Radiation Oncology volume 17, Article number: 192 (2022)
Around 20–40% of all cancer patients develop brain metastases during their course of disease which is associated with significant morbidity and mortality . Brain metastases mostly occur in patients with lung cancer, breast cancer and melanoma . The incidence generally slightly increased over the last years and especially the number of patients with multiple brain metastases is increasing . The treatment of limited brain metastases is well defined in clinical guidelines and comprises upfront radiosurgery, resection followed by adjuvant radiosurgery/fractionated stereotactic radiotherapy or systemic therapy in cancer with a targetable driver mutation or excellent response to immunotherapy such as melanoma . In contrast, the treatment of patients with multiple brain metastases is more challenging and a clear recommendation is not given within the guidelines . There are two competing major radiotherapy policies for the treatment of multiple brain metastases—whole brain irradiation (WBRT) on the one hand and radiosurgery (SRS) on the other hand.
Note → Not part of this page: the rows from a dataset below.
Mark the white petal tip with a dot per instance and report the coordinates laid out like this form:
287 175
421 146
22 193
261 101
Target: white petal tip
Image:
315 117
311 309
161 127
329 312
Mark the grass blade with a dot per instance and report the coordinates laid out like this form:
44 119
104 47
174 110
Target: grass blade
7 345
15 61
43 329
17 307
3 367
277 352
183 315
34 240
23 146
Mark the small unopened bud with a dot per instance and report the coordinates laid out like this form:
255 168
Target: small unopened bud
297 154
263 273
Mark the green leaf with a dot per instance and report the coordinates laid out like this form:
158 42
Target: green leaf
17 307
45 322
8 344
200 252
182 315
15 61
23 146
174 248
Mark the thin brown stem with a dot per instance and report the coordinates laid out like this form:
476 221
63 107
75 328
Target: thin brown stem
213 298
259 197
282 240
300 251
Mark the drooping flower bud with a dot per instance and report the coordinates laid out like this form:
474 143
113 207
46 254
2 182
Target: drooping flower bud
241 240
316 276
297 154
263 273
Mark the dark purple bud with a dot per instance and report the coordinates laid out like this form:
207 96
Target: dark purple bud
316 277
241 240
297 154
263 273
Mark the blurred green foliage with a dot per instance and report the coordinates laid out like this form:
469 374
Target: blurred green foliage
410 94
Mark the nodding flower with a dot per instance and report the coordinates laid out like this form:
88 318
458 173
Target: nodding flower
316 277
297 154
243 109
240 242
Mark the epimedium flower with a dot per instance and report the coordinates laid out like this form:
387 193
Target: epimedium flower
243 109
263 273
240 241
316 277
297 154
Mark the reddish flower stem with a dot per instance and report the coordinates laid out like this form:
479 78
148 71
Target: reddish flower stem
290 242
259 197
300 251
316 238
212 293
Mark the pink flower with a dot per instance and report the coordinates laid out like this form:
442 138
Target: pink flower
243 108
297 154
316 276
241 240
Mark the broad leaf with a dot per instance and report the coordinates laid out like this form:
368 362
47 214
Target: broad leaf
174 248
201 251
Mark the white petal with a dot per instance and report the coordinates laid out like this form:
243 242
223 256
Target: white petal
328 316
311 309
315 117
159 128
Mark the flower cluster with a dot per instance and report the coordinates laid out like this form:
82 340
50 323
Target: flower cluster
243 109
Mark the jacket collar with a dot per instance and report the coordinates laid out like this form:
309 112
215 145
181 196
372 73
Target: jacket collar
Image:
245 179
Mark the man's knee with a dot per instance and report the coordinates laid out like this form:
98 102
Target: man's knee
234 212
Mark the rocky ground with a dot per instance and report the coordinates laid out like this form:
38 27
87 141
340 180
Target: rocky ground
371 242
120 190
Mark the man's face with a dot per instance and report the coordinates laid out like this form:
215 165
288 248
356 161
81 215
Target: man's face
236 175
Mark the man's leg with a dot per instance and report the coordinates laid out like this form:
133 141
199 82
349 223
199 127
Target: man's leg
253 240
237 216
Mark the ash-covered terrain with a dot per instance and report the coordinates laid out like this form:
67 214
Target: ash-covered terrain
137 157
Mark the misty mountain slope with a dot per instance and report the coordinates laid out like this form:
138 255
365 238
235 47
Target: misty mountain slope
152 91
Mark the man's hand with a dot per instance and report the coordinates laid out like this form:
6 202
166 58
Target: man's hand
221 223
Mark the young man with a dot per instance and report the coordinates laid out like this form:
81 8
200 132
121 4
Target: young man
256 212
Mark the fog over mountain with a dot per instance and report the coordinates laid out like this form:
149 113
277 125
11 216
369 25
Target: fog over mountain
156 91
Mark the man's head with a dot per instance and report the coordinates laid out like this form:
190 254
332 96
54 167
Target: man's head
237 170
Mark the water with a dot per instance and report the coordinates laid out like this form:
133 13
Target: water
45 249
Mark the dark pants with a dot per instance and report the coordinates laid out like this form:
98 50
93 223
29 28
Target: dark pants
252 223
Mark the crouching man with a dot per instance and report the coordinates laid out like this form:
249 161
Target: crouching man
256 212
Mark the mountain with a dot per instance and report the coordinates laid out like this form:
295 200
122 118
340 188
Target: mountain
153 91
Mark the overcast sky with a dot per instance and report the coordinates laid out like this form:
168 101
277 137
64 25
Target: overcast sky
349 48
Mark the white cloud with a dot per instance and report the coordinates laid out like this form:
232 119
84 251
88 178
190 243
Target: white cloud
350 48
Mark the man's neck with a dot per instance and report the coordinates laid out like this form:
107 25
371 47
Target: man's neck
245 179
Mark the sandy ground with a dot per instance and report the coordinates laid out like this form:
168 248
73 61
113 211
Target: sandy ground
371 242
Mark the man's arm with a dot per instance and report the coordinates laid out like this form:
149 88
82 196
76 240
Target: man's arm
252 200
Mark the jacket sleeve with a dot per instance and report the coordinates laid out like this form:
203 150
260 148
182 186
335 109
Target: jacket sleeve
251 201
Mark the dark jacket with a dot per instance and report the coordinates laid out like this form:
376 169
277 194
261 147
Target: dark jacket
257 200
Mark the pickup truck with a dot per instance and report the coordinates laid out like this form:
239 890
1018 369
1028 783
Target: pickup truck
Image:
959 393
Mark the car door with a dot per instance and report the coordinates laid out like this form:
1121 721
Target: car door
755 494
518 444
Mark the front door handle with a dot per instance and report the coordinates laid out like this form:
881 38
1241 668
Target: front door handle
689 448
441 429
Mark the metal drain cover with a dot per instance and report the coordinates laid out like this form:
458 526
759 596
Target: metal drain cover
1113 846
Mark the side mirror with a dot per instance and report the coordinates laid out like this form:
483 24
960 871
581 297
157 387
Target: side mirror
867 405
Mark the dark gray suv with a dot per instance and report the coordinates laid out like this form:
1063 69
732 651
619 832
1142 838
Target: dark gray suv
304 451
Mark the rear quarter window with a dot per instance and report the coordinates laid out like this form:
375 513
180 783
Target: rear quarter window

Stereotactic radiotherapy or radiosurgery approaches apply a high dose to the tumor with a steep dose fall off to the surrounding tissue to spare as much as possible healthy brain tissue. Nevertheless, microscopic tumor spread within the brain is more likely with multiple brain metastases which can be drawn from a higher risk of loco-regional (distant brain) failure with SRS in multiple brain metastases [5, 6]. Whole-brain radiotherapy concepts have not been displaced by stereotactic radiotherapy in multiple brain metastases and yield the benefit of treating microscopic metastatic spread. However, the irradiation of the whole brain comes along with a detrimental neurocognitive decline with damaged neural stem cells within the hippocampal being the most relevant cause [7, 8]. Therefore hippocampal radiotherapy techniques have been introduced to spare the stem cells within the hippocampal area . Hippocampus avoidance whole-brain irradiation (HA-WBRT) with simultaneous integrated boost (SIB) is the most sophisticated concept within whole-brain irradiation concepts, where in addition to hippocampal sparing and prophylactic dose to the healthy brain, dose escalation in the gross tumor volume is pursued to improve local control .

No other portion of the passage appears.